Fast forward to 1905. Virginia is in hiding but we see that her small daughter Iris is seemingly all grown up. She is tired of being in hiding and wants so desperately to bring down Lord Mayor because she knows what his true desire is: ultimate power. She knows he has no intentions of eradicating the Hyde population because he would then no longer be in power, so she is in pursuit of a way to prove this and have the people of London fight back.

Seemingly out of nowhere, she meets Lord Mayor's son, Cam, and his best friend Elliot. What she doesn't know is that neither of these boys are anything like Lord Mayor, specifically Elliot, who know is an empath and cannot control himself around the feelings of others.

I can't tell you much about what happens after that because it would give away the ending and you would really be angry if I did that.
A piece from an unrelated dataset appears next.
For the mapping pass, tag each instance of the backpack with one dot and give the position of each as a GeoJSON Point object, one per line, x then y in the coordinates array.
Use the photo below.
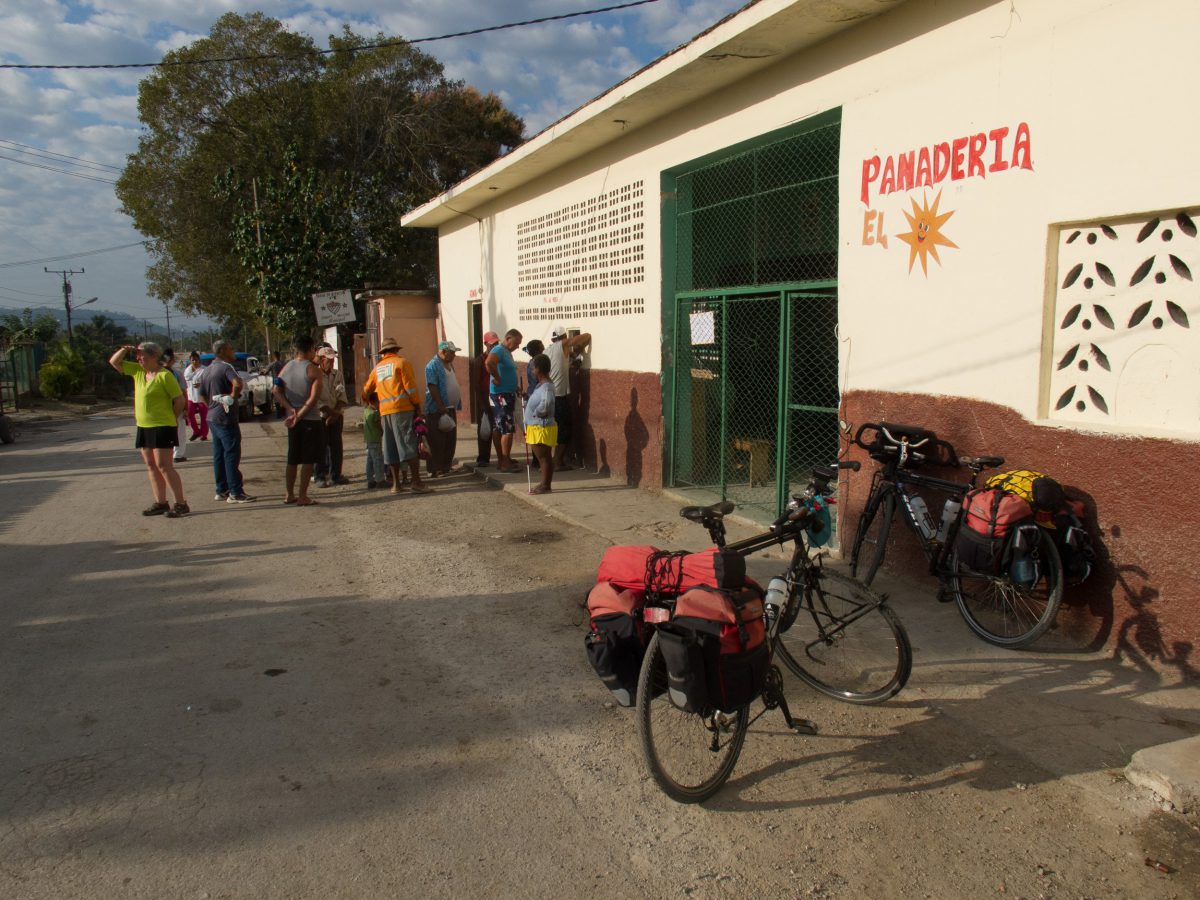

Once long buried truths are revealed, true intentions are visible, and everything is out in the open- woah doggy. It's so great. We have a love story, well two actually, and it's not overwhelming. It doesn't take over the book but it's really what drives the characters forward.

I absolutely loved this book. I am totally all in for the rest of this series, if they are even half as good as The Heartless City, we have winners all around. I cannot say enough about this book. You can buy your own copy of The Heartless City on both Amazon as well as Barnes & Noble. I'm not even a fan of historical fantasy usually, but this was so good and I really would recommend it to anyone.